How mass shootings profit gun makers and fuel America's addiction to guns
Black Friday has become a gun buyer’s bonanza as marked by FBI records of processed background checks, which serve as a rough indicator of gun sales activity. Last year, the FBI processed about 176,000 background checks on Black Friday. This year, checks on Black Friday were up five percent from last year to a record 185,345, according to the New York Times. Background checks do not exactly measure gun sales, since not all people who get checks purchase guns and since once checked, buyers can purchase multiple guns. However, if only one in every ten background checks resulted in a single gun purchase or more, America sold more guns than there were children born on that day.
The other notable news about Black Friday: the mass shooting at Planned Parenthood, where Robert Lewis Dear killed three people and wounded nine others.
It is hard to establish correlation, especially given how much other climate factors over the past year could contribute as well, but the relationship between the Planned Parenthood shootings and gun sales is not coincidental, either. This year saw the biggest June gun sales ever. That month was marked by Dylann Roof’s deadly rampage through Emanuel AME Church, killing nine black Americans in an effort to start a race war. The last daily record for background checks came shortly after the Sandy Hook school shooting in Connecticut.

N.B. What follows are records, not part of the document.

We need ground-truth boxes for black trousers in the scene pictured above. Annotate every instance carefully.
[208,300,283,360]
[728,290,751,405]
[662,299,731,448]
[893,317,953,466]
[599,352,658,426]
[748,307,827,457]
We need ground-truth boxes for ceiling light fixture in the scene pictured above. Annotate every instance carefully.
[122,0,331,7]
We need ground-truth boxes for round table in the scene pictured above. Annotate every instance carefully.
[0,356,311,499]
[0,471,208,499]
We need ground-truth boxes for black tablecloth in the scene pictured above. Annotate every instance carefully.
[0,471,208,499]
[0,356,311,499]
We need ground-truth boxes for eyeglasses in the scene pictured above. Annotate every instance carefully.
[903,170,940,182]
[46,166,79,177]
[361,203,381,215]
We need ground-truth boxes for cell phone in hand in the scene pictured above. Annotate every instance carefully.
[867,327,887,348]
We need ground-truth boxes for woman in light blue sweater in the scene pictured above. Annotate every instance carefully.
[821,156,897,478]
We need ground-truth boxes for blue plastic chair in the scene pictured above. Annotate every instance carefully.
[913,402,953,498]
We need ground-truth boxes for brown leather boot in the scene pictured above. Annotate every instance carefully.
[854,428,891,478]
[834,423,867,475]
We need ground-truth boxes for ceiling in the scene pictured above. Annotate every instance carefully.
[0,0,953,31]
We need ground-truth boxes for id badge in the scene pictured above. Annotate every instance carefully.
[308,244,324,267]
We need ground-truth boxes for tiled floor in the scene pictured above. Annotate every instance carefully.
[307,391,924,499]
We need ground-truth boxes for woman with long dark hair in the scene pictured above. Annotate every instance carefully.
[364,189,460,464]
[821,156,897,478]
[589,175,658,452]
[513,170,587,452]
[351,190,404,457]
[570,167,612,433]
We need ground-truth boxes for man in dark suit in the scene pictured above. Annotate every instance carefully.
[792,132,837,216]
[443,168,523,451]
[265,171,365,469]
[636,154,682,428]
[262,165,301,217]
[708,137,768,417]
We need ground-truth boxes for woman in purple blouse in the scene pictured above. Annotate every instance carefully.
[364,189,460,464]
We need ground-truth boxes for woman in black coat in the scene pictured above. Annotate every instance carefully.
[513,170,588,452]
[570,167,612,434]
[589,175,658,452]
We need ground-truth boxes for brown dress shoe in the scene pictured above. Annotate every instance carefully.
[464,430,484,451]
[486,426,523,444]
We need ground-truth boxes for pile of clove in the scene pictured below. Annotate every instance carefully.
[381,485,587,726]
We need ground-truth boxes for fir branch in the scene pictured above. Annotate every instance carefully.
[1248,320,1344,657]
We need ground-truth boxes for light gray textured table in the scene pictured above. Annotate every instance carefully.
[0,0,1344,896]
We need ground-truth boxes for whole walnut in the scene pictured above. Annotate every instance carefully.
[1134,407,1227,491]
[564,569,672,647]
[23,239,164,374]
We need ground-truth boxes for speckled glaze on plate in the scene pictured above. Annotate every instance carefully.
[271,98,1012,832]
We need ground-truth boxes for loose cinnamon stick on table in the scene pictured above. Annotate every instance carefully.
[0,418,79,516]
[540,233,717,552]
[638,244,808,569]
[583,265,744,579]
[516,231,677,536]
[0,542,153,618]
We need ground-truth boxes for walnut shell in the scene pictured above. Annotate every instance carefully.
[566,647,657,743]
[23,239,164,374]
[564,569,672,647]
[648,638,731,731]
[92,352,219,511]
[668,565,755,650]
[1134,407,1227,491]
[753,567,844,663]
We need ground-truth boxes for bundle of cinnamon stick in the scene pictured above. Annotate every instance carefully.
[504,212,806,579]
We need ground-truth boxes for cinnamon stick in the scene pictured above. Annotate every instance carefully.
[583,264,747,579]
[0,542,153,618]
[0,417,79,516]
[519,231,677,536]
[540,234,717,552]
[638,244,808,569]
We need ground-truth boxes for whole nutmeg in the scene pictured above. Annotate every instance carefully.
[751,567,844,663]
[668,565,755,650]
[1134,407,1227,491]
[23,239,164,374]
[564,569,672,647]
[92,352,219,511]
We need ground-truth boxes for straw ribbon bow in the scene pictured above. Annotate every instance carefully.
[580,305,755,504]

The AP reports:
The previous record for the most background checks in a single day was Dec. 21, 2012, about a week after 20 children and six adults were shot to death in a Connecticut elementary school. The week following the massacre at Sandy Hook Elementary saw the processing of 953,613 gun background checks.
After the Colorado shootings, President Barack Obama once again called for stricter limits on the availability of guns.
These numbers are staggering, and reports from gun manufacturers indicate that mass shootings like yesterday’s San Bernardino, California and Savannah, Georgia shootings are not just blips in the market, but regular and predictable sales-driving occurrences for guns.